La privatisation de France Télévisions Publicité au profit du duo Lov-Publicis? «Un véritable scandale d'État», a écrit Laurent Mauduit dès février 2010. C'est lui qui a révélé qu'Alain Minc avait reçu de Stéphane Courbit un plan d'actions gratuites équivalent à 3% du capital de son holding, Financière Lov. C'est encore lui qui a rendu public que Philippe Santini, directeur général de la régie, avait été condamné définitivement, en cassation, en vertu du Code de procédure pénale, dans l'affaire de la fausse prise d'otages qu'il avait organisée en 2005.

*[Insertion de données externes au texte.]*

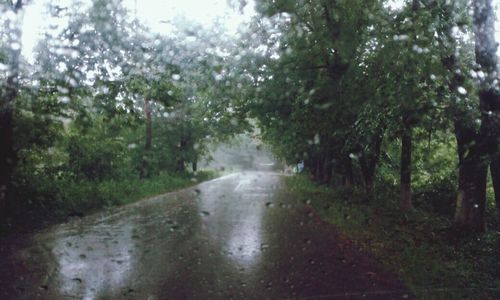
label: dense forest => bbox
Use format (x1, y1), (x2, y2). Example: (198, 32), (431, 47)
(0, 0), (500, 296)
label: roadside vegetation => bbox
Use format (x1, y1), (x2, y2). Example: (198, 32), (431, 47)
(285, 175), (500, 300)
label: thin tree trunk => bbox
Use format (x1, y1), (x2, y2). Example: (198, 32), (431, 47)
(0, 0), (23, 225)
(192, 158), (198, 172)
(359, 130), (382, 199)
(177, 136), (189, 172)
(490, 153), (500, 217)
(400, 127), (413, 211)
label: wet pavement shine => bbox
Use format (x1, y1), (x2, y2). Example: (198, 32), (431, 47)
(0, 146), (411, 300)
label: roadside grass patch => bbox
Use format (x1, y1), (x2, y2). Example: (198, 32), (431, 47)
(3, 170), (220, 233)
(284, 175), (500, 300)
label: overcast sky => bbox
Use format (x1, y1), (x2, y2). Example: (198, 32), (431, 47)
(17, 0), (500, 60)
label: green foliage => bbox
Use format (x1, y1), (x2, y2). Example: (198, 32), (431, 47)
(286, 176), (500, 299)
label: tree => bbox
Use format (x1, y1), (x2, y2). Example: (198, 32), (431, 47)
(0, 0), (25, 226)
(455, 0), (500, 232)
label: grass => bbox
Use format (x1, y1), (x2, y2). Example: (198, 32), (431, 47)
(285, 176), (500, 300)
(0, 171), (220, 234)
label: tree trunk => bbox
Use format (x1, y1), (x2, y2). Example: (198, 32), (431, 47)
(192, 158), (198, 172)
(177, 136), (189, 172)
(474, 0), (500, 221)
(0, 0), (23, 226)
(323, 153), (333, 184)
(359, 130), (382, 199)
(344, 155), (354, 188)
(400, 127), (413, 211)
(141, 99), (153, 178)
(490, 153), (500, 218)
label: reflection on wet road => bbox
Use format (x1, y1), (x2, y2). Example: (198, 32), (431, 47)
(0, 171), (405, 299)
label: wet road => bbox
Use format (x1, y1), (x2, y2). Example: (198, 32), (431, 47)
(0, 171), (407, 299)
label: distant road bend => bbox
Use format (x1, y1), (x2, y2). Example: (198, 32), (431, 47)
(0, 144), (410, 300)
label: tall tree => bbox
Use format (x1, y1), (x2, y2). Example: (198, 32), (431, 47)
(455, 0), (500, 232)
(0, 0), (24, 222)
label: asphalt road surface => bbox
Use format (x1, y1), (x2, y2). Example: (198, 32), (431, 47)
(0, 141), (411, 300)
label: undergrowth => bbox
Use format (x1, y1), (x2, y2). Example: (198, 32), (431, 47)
(286, 176), (500, 300)
(2, 171), (219, 234)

Lui aussi qui a indiqué que le taux de régie avait été fortement relevé, de 7% en moyenne en 2008 à 17,5% en 2010. Lui, enfin, qui a court-circuité l'annonce de la nomination d'Alexandre Bompard à la tête de France Télévisions en dévoilant qu'Alain Minc l'avait donnée pour imminente «par vantardise», le 9 avril. D'où la colère de Nicolas Sarkozy.
Depuis, Laurent Mauduit affirme que l'éminence grise du chef de l'État est tombée en disgrâce. «Nicolas Sarkozy ignorait ce que Mediapart a révélé, à savoir qu'Alain Minc était financièrement intéressé à la prospérité du groupe de Stéphane Courbit, qui avait été choisi comme le repreneur – avant que les négociations avec France Télévisions ne soient suspendues», écrit Laurent Mauduit.
Un choix déchirant
Le secrétaire général de l'Élysée, Claude Guéant, jugerait aujourd'hui Alain Minc «encombrant». Nicolas Sarkozy tiendrait aussi rigueur à son «conseiller occulte» d'avoir dû différer l'annonce de la nomination d'Alexandre Bompard. Si le patron d'Europe 1 – proche d'Alain Minc – reste le grand favori pour France Télévisions, où il devrait être désigné à la fin juin (alors que Rémy Pflimlin prendrait la présidence d'Arte à la fin de l'année), la privatisation de la régie aurait tourné court.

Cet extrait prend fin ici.